「最高の贈り物は剣」。アラブの古い諺(ことわざ)にそうある。アラブに限らず、人々が「剣」を最高の贈り物にしたことは東西の歴史が物語っている。自分の命を守る、部族や民族の命を守る。その武器たる「剣」が重宝がられたのは当然のことだろう。
第2次石油ショック最中の1980年代初頭、シュミット西ドイツ首相はサウジアラビアを訪問した際、「最高の贈り物」を求められ、それに応えて最新式レオパルト2型戦車などの武器を贈った。これで西ドイツはOPEC(石油輸出国機構)の最有力国サウジとの関係を強固にした。
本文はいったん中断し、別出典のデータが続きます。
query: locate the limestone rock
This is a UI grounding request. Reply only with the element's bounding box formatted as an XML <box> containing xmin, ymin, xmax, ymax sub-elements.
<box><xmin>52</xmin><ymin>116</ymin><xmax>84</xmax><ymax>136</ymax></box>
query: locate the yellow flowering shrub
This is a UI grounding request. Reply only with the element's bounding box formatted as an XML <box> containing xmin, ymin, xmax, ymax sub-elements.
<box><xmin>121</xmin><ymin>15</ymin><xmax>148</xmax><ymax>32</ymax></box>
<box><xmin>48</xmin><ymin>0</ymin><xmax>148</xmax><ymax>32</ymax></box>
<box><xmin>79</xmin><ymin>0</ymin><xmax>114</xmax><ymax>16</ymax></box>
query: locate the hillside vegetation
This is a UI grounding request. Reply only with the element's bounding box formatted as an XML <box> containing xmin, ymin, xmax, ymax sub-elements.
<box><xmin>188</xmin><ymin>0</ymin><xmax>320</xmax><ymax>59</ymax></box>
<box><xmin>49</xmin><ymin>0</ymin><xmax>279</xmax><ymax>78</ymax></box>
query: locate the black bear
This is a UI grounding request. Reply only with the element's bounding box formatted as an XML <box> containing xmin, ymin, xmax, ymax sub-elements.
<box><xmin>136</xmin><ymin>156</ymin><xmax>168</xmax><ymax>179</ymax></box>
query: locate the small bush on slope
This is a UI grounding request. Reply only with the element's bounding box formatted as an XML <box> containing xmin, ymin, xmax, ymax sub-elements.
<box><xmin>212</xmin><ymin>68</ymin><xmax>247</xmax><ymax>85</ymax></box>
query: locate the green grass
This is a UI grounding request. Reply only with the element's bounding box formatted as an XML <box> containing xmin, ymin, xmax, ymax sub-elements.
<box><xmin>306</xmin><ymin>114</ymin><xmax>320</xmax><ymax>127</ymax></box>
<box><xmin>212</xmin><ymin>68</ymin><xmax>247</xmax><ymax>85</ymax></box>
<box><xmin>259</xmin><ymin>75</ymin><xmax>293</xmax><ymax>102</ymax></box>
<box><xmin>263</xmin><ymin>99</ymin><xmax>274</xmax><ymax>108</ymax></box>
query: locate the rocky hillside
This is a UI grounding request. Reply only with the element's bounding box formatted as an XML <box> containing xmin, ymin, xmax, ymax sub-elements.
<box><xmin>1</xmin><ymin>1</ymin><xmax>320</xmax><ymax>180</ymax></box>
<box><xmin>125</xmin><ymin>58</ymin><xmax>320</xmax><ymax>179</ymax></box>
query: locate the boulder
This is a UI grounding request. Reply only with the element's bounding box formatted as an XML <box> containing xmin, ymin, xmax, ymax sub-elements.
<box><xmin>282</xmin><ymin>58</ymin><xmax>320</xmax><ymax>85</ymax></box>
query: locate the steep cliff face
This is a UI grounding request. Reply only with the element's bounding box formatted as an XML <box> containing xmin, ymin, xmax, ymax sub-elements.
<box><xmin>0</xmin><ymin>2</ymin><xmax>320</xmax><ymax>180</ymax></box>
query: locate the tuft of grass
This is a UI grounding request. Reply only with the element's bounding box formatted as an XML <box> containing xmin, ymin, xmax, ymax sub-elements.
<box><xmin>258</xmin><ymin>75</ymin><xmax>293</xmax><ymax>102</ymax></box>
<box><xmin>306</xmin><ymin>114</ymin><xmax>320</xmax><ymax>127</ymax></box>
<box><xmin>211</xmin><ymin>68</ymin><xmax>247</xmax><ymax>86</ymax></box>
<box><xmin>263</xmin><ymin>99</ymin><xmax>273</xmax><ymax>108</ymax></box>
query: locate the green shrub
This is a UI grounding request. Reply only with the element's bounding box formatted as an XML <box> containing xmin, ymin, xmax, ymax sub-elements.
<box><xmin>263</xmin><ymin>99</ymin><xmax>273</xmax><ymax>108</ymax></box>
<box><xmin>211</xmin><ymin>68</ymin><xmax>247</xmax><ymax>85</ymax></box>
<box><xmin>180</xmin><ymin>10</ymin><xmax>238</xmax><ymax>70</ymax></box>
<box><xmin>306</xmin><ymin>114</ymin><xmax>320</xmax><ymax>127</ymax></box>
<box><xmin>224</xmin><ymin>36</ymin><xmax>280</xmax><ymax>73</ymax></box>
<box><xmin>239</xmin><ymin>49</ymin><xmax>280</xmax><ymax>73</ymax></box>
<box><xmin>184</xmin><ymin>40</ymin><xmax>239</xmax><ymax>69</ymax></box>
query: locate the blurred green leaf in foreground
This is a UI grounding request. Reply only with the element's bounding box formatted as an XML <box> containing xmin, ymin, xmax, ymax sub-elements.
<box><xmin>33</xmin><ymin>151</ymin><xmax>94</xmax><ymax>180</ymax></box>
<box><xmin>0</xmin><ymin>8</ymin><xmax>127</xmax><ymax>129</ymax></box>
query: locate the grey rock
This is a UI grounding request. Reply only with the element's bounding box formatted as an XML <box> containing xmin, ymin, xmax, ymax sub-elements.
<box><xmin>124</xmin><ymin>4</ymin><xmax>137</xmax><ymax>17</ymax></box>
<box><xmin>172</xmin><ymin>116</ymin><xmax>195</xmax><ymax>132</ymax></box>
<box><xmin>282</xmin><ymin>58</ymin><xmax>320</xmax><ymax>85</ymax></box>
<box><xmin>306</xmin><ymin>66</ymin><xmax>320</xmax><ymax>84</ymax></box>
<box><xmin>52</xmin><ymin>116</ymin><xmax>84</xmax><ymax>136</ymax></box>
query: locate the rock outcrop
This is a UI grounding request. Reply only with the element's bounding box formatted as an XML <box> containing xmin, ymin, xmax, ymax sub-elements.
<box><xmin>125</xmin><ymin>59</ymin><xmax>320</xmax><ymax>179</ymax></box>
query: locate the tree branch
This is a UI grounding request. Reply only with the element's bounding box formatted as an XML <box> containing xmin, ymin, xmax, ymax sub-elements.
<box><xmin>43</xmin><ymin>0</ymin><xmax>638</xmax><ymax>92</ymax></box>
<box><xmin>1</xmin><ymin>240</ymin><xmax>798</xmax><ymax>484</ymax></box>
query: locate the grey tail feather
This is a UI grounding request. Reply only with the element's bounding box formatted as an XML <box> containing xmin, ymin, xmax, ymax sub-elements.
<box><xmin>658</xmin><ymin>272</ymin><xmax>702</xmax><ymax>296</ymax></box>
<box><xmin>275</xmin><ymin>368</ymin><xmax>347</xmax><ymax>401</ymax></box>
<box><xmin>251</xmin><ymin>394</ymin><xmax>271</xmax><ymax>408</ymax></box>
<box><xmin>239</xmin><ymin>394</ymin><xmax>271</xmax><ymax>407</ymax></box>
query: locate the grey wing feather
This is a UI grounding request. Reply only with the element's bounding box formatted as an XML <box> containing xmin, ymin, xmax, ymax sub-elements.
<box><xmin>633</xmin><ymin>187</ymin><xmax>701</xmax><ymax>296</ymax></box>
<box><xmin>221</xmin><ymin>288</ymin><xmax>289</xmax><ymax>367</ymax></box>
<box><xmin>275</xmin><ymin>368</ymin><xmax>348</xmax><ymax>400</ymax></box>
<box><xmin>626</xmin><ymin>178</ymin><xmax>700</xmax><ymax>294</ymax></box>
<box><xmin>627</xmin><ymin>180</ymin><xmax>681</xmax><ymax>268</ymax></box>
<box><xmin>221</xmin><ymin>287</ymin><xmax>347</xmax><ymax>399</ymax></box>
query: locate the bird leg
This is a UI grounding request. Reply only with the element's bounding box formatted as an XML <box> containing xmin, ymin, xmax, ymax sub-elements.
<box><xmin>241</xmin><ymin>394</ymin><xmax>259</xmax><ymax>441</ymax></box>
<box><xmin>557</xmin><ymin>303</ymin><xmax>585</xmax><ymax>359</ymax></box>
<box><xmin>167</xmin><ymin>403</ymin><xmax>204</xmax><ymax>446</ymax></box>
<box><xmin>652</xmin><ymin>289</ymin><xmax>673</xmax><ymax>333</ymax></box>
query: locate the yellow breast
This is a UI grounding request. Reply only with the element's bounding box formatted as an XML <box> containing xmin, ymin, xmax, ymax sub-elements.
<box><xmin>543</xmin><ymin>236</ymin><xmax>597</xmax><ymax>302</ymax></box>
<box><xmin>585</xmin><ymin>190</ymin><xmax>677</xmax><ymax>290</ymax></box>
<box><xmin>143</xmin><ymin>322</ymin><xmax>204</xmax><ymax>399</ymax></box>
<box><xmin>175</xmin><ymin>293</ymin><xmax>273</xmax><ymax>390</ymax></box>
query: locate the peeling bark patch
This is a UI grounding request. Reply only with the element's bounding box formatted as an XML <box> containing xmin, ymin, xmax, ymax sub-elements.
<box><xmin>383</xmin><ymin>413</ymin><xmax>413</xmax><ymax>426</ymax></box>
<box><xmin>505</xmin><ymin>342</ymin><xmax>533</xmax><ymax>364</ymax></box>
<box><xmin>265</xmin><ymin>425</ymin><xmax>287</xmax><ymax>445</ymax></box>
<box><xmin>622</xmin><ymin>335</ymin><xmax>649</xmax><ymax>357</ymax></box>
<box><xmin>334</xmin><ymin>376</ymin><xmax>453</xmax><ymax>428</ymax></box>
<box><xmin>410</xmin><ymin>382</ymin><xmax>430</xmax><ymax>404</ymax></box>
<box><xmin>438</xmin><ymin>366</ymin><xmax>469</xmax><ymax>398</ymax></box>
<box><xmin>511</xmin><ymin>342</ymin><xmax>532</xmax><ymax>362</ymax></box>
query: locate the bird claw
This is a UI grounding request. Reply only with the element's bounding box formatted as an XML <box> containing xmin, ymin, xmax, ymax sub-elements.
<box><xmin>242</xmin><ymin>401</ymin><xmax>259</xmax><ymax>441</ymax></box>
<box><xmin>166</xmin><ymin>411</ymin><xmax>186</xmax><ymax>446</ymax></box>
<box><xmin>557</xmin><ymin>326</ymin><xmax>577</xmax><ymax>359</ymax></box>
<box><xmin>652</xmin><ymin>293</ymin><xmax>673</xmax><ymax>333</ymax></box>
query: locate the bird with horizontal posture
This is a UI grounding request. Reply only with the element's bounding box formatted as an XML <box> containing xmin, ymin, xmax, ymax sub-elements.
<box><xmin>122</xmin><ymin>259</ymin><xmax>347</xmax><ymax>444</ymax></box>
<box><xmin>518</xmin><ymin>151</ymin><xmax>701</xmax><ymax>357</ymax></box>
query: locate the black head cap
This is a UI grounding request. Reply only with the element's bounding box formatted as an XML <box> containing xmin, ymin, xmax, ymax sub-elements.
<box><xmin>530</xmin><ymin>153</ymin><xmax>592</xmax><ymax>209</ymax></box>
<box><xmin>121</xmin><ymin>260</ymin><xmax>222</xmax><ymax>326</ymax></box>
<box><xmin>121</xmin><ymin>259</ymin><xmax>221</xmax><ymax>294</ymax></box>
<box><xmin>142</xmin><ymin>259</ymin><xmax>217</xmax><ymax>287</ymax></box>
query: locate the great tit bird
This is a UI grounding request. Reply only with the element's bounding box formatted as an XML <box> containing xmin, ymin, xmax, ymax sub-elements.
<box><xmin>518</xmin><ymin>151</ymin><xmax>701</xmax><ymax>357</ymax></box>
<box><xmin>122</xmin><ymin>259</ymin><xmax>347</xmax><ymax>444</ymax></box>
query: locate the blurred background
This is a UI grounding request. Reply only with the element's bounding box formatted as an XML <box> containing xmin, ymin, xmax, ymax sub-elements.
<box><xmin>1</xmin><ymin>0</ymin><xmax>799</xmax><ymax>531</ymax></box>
同じ頃、日本から園田直(すなお)特使(元外相)が経済支援を手土産にアラブ諸国を訪問したが、「経済援助も大いに結構ですが、日本がわが国に真の友情を持っているなら武器を援助してください」と懇願された。これには沈黙し、友情は上辺(うわべ)だけのものとなった。
時の首相、鈴木善幸(ぜんこう)氏が東南アジア諸国を訪問した際にはこうも言われた。「日本が優秀な国産兵器を持っていながら、それをわれわれに供与せず独り占めしているのは、それこそ軍国主義復活につながると思われますよ」。国産兵器とは64式小銃や74式戦車、艦船などを指した。
それから40年。「最高の贈り物」は封印されたままだ。英国、イタリアと共同開発する次期戦闘機の第三国への直接輸出解禁に公明党が難癖を付けている。
これで真の友情、同盟関係を築けるだろうか。偽善的平和主義はお引き取り願いたい。